The v3 automation system uses a see-then-interact workflow:

See - Capture the screen and identify UI elements
Interact - Click, type, scroll, or perform other actions
Verify - Capture again to confirm the action succeeded

🎯 The `see` Tool - UI Element Discovery

The see tool is the foundation of GUI automation. It captures a screenshot and identifies all interactive UI elements, assigning them unique Peekaboo IDs.

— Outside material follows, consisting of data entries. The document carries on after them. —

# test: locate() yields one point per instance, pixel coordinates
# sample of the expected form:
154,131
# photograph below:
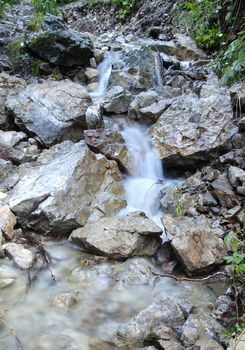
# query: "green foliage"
233,332
3,3
212,25
235,243
45,6
35,22
124,7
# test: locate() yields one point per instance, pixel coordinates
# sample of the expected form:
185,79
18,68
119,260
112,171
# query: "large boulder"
198,246
162,312
16,147
111,144
117,100
134,70
67,186
8,85
60,45
193,128
53,110
119,238
7,221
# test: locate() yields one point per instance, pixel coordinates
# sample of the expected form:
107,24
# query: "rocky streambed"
122,169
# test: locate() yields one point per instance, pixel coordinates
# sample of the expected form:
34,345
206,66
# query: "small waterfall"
104,69
143,189
159,71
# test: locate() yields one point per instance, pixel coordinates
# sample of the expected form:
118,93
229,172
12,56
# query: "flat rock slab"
66,187
52,110
199,246
119,238
193,128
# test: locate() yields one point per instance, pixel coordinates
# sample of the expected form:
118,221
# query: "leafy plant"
124,7
236,244
45,6
3,3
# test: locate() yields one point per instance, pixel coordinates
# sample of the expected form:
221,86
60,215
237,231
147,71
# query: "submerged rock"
162,312
53,110
195,242
66,187
194,129
119,238
22,257
60,45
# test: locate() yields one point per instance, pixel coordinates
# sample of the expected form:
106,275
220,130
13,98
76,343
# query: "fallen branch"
204,279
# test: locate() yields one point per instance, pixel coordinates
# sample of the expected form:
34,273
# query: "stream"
90,296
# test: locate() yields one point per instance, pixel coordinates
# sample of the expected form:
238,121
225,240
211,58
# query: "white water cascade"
104,69
143,188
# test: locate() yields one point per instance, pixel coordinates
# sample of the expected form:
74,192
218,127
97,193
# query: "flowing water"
90,296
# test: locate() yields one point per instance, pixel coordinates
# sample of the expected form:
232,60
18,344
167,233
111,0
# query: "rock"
16,146
7,277
225,311
117,100
65,188
197,326
192,129
236,176
8,85
111,144
144,99
242,124
208,344
235,157
195,242
163,311
223,191
135,271
151,113
209,200
183,48
53,110
21,256
94,117
64,300
237,92
119,238
7,221
134,70
91,73
60,45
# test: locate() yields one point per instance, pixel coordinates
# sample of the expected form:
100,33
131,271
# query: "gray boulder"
60,45
7,221
119,238
66,187
194,129
21,256
199,246
8,85
162,312
117,100
16,147
53,110
111,144
134,70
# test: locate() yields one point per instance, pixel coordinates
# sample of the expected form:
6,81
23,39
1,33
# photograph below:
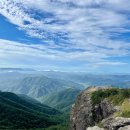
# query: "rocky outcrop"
118,123
85,115
94,128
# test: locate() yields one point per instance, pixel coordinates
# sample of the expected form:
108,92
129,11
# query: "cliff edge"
101,108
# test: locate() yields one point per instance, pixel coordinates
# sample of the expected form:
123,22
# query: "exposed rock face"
94,128
118,123
84,114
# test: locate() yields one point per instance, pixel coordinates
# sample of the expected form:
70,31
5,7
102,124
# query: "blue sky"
66,35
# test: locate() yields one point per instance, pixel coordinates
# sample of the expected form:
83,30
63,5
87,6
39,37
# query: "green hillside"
17,113
62,100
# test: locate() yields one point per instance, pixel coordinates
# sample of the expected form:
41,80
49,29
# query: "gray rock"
84,114
116,123
94,128
125,128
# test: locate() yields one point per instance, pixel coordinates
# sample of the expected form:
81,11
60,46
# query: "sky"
66,35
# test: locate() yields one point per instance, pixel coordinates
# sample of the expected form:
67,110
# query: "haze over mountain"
51,50
17,112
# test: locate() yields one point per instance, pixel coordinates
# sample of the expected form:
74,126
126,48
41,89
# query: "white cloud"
87,24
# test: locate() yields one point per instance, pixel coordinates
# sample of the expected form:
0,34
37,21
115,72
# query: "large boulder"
84,114
118,123
94,128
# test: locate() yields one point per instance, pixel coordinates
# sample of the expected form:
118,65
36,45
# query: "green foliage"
61,100
17,113
116,95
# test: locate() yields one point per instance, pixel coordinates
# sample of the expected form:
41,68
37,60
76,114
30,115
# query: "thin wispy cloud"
70,30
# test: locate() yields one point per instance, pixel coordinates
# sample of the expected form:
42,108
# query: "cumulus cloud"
86,30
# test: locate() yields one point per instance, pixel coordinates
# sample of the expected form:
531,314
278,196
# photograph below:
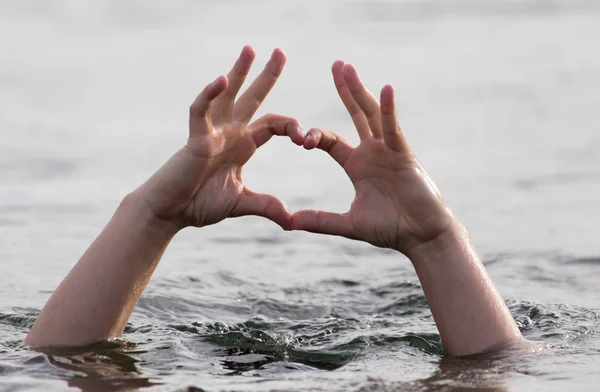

// Example: See what's on screen
await see({ app_target: "Safari" })

// Multi-screen support - capture all screens
await see({ app_target: "" })  // Empty string captures all screens

// Capture specific screen by index
await see({ app_target: "screen:0" })  // Primary screen
await see({ app_target: "screen:1" })  // Second screen

// Returns:
{
  screenshot_path: "/tmp/peekaboo_123.png",
  session_id: "session_456",
  elements: {
    buttons: [
      { id: "B1", label: "Submit", bounds: { x: 100, y: 200, width: 80, height: 30 } },
      { id: "B2", label: "Cancel", bounds: { x: 200, y: 200, width: 80, height: 30 } }
    ],
    text_fields: [
      { id: "T1", label: "Email", value: "", bounds: { x: 100, y: 100, width: 200, height: 30 } },
      { id: "T2", label: "Password", value: "", bounds: { x: 100, y: 150, width: 200, height: 30 } }
    ],
    links: [
      { id: "L1", label: "Forgot password?", bounds: { x: 100, y: 250, width: 120, height: 20 } }
    ],
    // ... other elements
  }
}

Discovering Available Screens

Before capturing specific screens, you can list all connected displays:

# List all screens with details
peekaboo list screens

# Example output:
# Screens (3 total):
# 
# 0. Built-in Display (Primary)
#    Resolution: 3008×1692
#    Position: 0,0
#    Scale: 2.0x (Retina)
#    Visible Area: 3008×1612
# 
# 1. External Display
#    Resolution: 3840×2160
#    Position: 3008,0
#    Scale: 2.0x (Retina)
# 
# 2. Studio Display
#    Resolution: 5120×2880
#    Position: -5120,0
#    Scale: 2.0x (Retina)
# 
# 💡 Use 'peekaboo see --screen-index N' to capture a specific screen

# Get JSON output for scripting
peekaboo list screens --json-output

This command shows:

Screen index: Use with see --screen-index or image --screen-index
Display name: Built-in, External, or specific model names
Resolution: Full screen resolution
Position: Coordinates in the unified desktop space
Scale factor: Retina display information
Visible area: Usable area (excluding menu bar on primary screen)

Multi-Screen Capture

When capturing multiple screens, Peekaboo automatically saves each screen as a separate file:

Primary screen: screenshot.png
Additional screens: screenshot_screen1.png, screenshot_screen2.png, etc.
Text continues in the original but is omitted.